When I liquidated my more traditional investments -- precious metal allocation certificates and government bonds -- I initially transferred a large fraction of the assets to my newly opened Scottrade account. I had convinced myself I had a feel for price movements in silver and palladium, so I had mostly been interested in swing trading using leveraged ETFs.
I was still interested in precious metals, but I had grown distrustful of my custodian's stewardship of my holdings, and disdainful of their doublespeak as to the mechanics of cashing out. (Those suspicions were partially corroborated, but that's another story.) So I figured that actively managing my short term investments would be a lucrative endeavor. Problem was, I didn't want to day trade, and so most of the leveraged instruments I used (especially AGQ and ZSL) punished me for playing mid-term swings. I should have gone for slower profit taking using tickers like SLV (itself only worth trading, in my opinion) but it was a lesson I had to learn the hard way.
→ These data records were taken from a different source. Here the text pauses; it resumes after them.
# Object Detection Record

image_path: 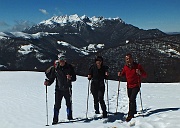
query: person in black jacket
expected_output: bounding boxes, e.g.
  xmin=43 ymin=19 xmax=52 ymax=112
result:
xmin=88 ymin=56 xmax=108 ymax=118
xmin=44 ymin=54 xmax=76 ymax=124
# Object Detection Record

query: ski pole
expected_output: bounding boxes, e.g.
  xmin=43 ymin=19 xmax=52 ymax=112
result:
xmin=116 ymin=78 xmax=120 ymax=114
xmin=46 ymin=86 xmax=49 ymax=126
xmin=69 ymin=88 xmax=73 ymax=117
xmin=138 ymin=75 xmax=144 ymax=117
xmin=86 ymin=80 xmax=90 ymax=118
xmin=106 ymin=80 xmax=109 ymax=113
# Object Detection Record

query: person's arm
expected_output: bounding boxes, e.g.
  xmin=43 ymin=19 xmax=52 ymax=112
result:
xmin=44 ymin=66 xmax=56 ymax=86
xmin=88 ymin=65 xmax=93 ymax=80
xmin=70 ymin=65 xmax=77 ymax=81
xmin=118 ymin=68 xmax=126 ymax=77
xmin=136 ymin=64 xmax=147 ymax=78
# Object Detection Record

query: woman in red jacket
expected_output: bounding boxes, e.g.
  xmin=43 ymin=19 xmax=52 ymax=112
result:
xmin=118 ymin=54 xmax=147 ymax=122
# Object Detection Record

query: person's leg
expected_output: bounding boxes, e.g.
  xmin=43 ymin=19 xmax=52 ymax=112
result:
xmin=91 ymin=82 xmax=100 ymax=114
xmin=64 ymin=90 xmax=73 ymax=120
xmin=130 ymin=88 xmax=139 ymax=116
xmin=98 ymin=86 xmax=107 ymax=118
xmin=52 ymin=91 xmax=63 ymax=124
xmin=126 ymin=88 xmax=139 ymax=121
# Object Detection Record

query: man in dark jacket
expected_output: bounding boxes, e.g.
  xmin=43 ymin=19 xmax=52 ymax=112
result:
xmin=44 ymin=55 xmax=76 ymax=124
xmin=118 ymin=53 xmax=147 ymax=122
xmin=88 ymin=56 xmax=108 ymax=118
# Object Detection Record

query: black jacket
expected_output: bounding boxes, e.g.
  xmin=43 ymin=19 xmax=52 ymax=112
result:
xmin=45 ymin=63 xmax=76 ymax=90
xmin=88 ymin=64 xmax=109 ymax=81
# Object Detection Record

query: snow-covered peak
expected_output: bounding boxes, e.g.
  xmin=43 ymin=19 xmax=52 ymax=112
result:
xmin=0 ymin=32 xmax=58 ymax=39
xmin=39 ymin=14 xmax=123 ymax=26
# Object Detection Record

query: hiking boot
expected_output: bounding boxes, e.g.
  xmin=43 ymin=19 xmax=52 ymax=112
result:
xmin=103 ymin=111 xmax=107 ymax=118
xmin=95 ymin=110 xmax=100 ymax=114
xmin=67 ymin=115 xmax=73 ymax=120
xmin=126 ymin=116 xmax=134 ymax=122
xmin=52 ymin=118 xmax=58 ymax=125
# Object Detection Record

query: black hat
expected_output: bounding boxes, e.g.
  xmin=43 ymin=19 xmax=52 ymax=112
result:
xmin=58 ymin=53 xmax=66 ymax=60
xmin=95 ymin=56 xmax=103 ymax=62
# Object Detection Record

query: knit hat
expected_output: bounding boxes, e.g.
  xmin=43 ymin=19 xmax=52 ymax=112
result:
xmin=58 ymin=53 xmax=66 ymax=60
xmin=95 ymin=56 xmax=103 ymax=62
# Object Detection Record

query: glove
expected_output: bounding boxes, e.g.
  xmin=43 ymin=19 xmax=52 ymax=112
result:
xmin=44 ymin=79 xmax=50 ymax=86
xmin=88 ymin=77 xmax=91 ymax=80
xmin=54 ymin=60 xmax=59 ymax=69
xmin=105 ymin=75 xmax=108 ymax=80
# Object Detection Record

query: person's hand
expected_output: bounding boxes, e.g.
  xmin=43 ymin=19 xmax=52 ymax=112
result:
xmin=136 ymin=69 xmax=141 ymax=76
xmin=54 ymin=60 xmax=59 ymax=69
xmin=66 ymin=74 xmax=71 ymax=80
xmin=105 ymin=75 xmax=108 ymax=80
xmin=118 ymin=72 xmax=122 ymax=77
xmin=44 ymin=79 xmax=50 ymax=86
xmin=88 ymin=75 xmax=92 ymax=80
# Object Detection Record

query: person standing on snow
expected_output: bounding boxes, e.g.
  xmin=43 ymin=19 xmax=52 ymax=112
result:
xmin=88 ymin=56 xmax=108 ymax=118
xmin=118 ymin=53 xmax=147 ymax=122
xmin=44 ymin=54 xmax=76 ymax=124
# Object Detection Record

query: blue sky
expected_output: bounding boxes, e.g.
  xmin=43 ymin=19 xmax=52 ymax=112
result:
xmin=0 ymin=0 xmax=180 ymax=32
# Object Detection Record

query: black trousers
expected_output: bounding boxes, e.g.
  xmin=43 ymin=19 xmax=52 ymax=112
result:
xmin=91 ymin=81 xmax=106 ymax=113
xmin=54 ymin=89 xmax=72 ymax=111
xmin=127 ymin=87 xmax=140 ymax=116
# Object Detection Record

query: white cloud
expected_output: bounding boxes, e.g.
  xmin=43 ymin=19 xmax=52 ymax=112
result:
xmin=39 ymin=9 xmax=48 ymax=15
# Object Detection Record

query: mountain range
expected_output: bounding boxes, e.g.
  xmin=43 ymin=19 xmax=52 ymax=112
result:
xmin=0 ymin=14 xmax=180 ymax=82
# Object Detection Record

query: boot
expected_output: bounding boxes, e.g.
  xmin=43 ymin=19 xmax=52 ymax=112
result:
xmin=52 ymin=109 xmax=59 ymax=125
xmin=67 ymin=108 xmax=73 ymax=120
xmin=103 ymin=111 xmax=107 ymax=118
xmin=126 ymin=115 xmax=134 ymax=122
xmin=94 ymin=103 xmax=100 ymax=114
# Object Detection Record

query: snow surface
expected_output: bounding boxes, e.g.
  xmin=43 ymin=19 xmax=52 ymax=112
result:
xmin=0 ymin=71 xmax=180 ymax=128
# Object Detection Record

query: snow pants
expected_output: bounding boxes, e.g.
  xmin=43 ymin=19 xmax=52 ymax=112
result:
xmin=91 ymin=81 xmax=107 ymax=113
xmin=127 ymin=87 xmax=140 ymax=116
xmin=54 ymin=89 xmax=72 ymax=119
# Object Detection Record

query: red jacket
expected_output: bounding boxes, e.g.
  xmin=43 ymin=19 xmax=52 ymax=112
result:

I had also convinced myself that I could smell the BS surrounding overhyped technologies. I learned how short selling worked, and was pleased to learn that Scottrade would let me short once I set up margin. So I did that. I took a reasonably ambitious short position in NFLX, at around $250/share, knowing full well that the stock could go up much further before it 'corrected.' I was ready to ride out the losses on paper (I don't remember I had a stop set up.) But then something bad happened.
The stock proceeded to rally around $50, and I bought into the rally, extending my position further. The I got a phone call from Scottrade: "we may have to close your short position." And they did -- Scottrade forced me to cover my position at the stock's all-time high. And then I missed on a very, very profitable drop in the share price, one I probably would have rode at least until the $150 dollar mark.
This process repeated with other shorts. Actually, it's more of a rule than an exception, at least with non-bluechip stocks. I can find at least four "buyin" notices in my inbox. The only non-bluechip Scottrade seems able to lend me shares while the stock rallies is CRM. That's funny to me, considering the sources of CRM's current 'valuation.'
I've asked everyone I could why this happens to me, and the usual answer is, "it shouldn't." In the meantime, I've started trading options, as buying a put contract is (apparently) not susceptible to these shenanigans/incompetencies. But I definitely got burned shorting with Scottrade, and not because of bad decisions but because of bad management. So "caveat emptor" has its short-selling parallel, at least when your broker is Scottrade.
Disclosure: I have no positions in any stocks mentioned, and no plans to initiate any positions within the next 72 hours.
Additional disclosure: I'm still with Scottrade, and growing increasingly disgruntled -- they won't let me sell puts!